Yılmaz Özdil 12.05.17

The film
Ilık bir bahar akşamıydı.
Ankara’daki ABD elçiliğinin bahçesindeki koltuklarda seçkin misafirler oturuyordu. Sinema perdesi kurulmuş, ışıklar kapatılmıştı. Celal Bayar, Adnan Menderes, iktidardaki demokrat parti’nin bakanları, ellerinde kadehler, suratlarında gururlu bi gülümseme, film seyrediyorlardı. Başrolde cumhurbaşkanımız vardı. Eisenhower çağırmış, Celal Bayar da İngiltere’den yola çıkan Mauritania gemisine binerek, ABD’ye varmıştı. Ike lakabıyla tanınan general başkan, bizim cumhurbaşkanına Beyaz Saray’da yemek yedirmiş, göğsüne “Amerikan liyakat lejyonu madalyası” takmış ve burada yaptığı konuşmada “Türk milletinin istikbalini alakayla takip etmemiz gerekiyor” demişti. Sonra da “hadi gez dolaş biraz” diyerek, altına özel uçağını vermiş, New York, San Fransisco, Los Angeles, Chicago, Las Vegas, tam 33 gün avantadan gezdirmişti.
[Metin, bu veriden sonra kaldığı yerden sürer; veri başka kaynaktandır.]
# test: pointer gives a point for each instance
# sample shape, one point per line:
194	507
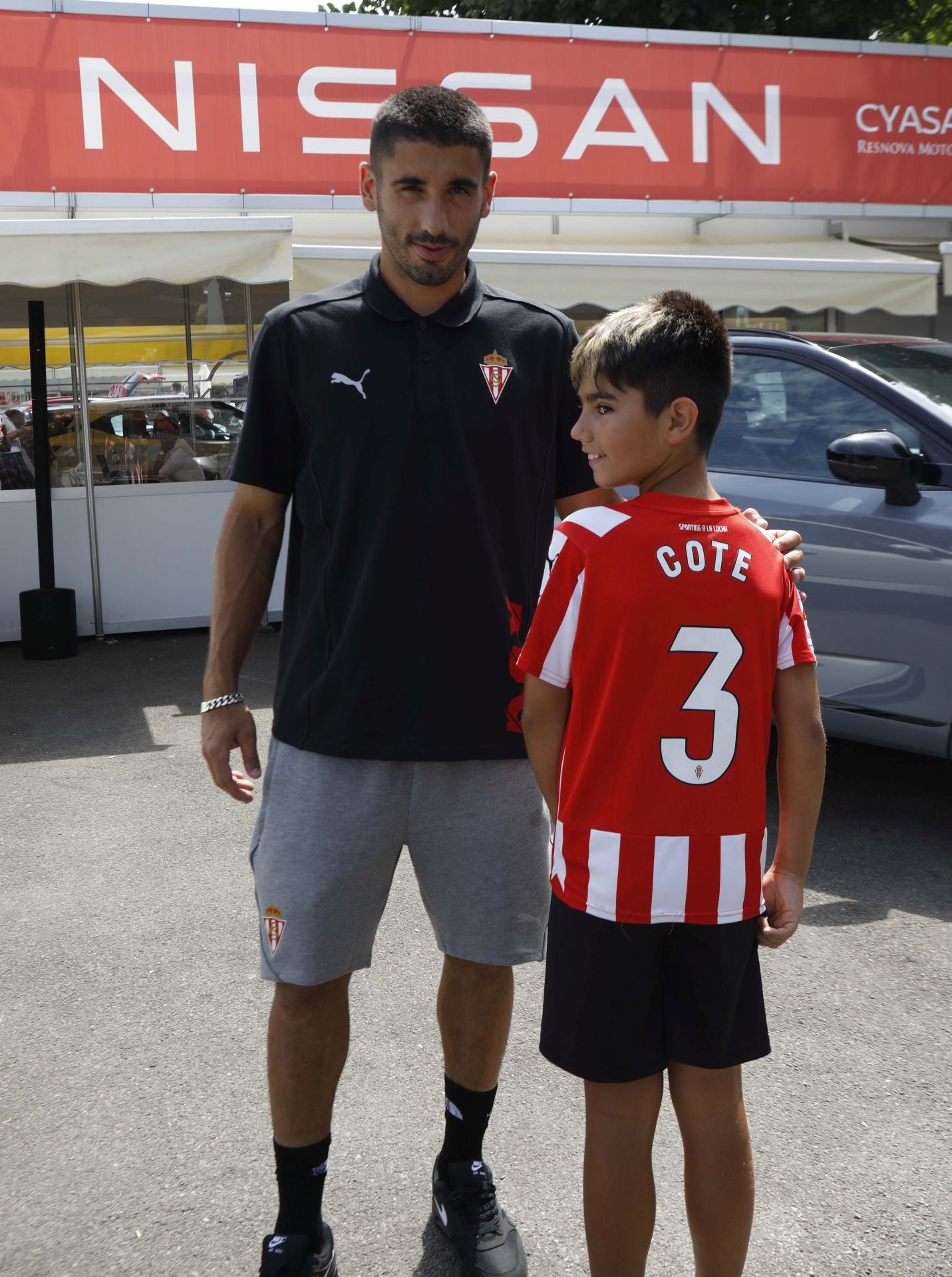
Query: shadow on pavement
95	704
438	1258
885	838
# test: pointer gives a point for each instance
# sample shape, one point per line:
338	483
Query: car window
781	416
927	369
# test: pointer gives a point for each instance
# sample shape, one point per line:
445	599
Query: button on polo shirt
423	458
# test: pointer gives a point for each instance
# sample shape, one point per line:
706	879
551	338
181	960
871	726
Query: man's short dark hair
430	112
669	347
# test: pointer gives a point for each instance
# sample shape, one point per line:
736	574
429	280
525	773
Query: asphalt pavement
133	1127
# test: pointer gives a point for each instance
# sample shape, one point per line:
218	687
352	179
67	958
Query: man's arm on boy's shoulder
788	542
802	760
545	714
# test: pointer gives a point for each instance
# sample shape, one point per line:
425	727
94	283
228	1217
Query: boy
666	633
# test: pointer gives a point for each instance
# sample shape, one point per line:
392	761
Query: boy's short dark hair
430	112
669	347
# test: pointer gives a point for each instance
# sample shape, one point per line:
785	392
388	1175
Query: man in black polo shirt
419	420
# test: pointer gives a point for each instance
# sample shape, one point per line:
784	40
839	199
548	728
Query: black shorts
624	1000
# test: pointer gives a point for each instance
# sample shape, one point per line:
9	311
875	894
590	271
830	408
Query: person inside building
177	460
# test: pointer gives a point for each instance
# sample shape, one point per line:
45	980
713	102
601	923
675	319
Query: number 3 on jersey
710	695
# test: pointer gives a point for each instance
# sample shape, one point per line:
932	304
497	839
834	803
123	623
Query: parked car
849	440
124	442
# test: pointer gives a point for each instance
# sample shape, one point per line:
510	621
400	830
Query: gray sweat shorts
329	837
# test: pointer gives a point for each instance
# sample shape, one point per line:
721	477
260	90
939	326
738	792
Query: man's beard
430	273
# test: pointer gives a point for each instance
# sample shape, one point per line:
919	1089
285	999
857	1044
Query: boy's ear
684	419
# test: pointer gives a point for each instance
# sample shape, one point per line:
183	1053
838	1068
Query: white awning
804	275
47	253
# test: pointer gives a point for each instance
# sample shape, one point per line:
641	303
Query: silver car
849	440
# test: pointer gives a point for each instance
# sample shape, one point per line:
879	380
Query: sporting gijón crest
274	927
496	370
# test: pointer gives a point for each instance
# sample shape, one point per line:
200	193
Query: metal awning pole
188	364
83	423
248	323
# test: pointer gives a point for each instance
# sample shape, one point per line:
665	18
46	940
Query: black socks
467	1119
301	1184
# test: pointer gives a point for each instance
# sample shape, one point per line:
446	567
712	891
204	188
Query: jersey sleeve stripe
557	663
785	645
597	519
557	857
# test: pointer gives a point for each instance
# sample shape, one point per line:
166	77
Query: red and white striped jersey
669	619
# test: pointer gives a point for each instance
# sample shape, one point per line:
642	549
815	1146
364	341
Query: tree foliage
917	21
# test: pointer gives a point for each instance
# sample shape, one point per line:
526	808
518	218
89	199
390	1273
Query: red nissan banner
102	104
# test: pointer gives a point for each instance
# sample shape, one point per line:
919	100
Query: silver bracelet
218	702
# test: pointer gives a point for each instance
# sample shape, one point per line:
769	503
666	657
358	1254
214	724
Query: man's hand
786	542
223	731
784	897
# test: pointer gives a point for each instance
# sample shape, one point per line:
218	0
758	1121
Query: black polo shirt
424	456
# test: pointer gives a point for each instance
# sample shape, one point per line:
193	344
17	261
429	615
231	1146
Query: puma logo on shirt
340	380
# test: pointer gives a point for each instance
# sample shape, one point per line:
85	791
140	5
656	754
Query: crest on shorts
498	372
274	926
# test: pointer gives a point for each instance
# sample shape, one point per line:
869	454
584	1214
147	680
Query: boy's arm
802	759
545	714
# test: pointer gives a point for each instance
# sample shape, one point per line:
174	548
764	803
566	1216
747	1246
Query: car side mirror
878	459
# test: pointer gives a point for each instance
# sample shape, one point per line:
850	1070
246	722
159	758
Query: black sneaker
484	1235
293	1257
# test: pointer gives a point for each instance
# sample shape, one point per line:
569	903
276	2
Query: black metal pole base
48	625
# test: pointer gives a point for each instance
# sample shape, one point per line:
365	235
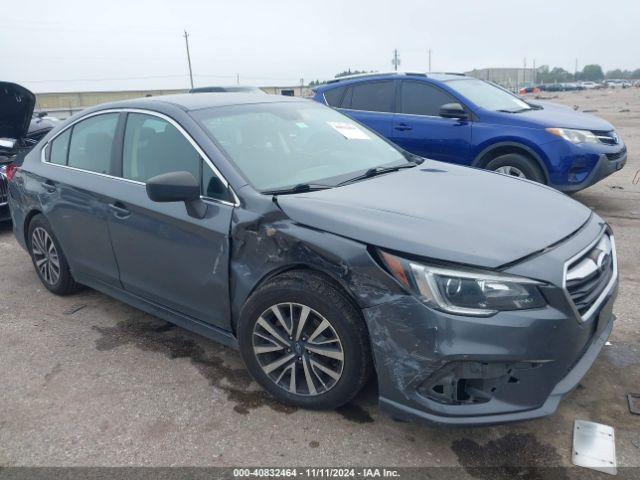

Yüce Türk basını o zamanlar da yalakaydı, “reisicumhurumuz el üstünde tutuldu, baştacı yapıldı” manşetleri atmıştı. Gidiş geliş yol dahil, 50 gün memleketten ayrı kalan reisicumhurumuz, İstanbul’da ve Ankara’da davul zurnalarla karşılanmıştı. ABD’nin o zamanki Ankara elçisi Avra Warren, bu seyahati siyah-beyaz kaydetmiş, bahçeye sinema perdesi kurmuş, alayını toplamış, ellerine kadehleri verip, ışıkları kapatmıştı.
*
Film böyle başladı.
*
Pek sürükleyiciydi.
O kadar beğenildi ki, yeni film çevirmek için Adnan Menderes de gitti.
İsmet İnönü gitti.
Cevdet Sunay gitti.
Nihat Erim gitti.
Bülent Ecevit üç defa gitti.
Süleyman Demirel beş defa gitti.
Kenan Evren gitti.
(Kenan Evren gittiğinde ABD başkanı artist Ronald Reagan’dı, Kenan Evren’e Beyaz Saray’da yemek verirken jest olsun diye artist arkadaşı James Steward’ı da çağırdı, sofraya oturttu, bizim cumhurbaşkanı James’i tanımadı, emekli NATO generali zannetti, sizi tekrar gördüğüme sevindim filan dedi, Ronald’la James bozuntuya vermedi.)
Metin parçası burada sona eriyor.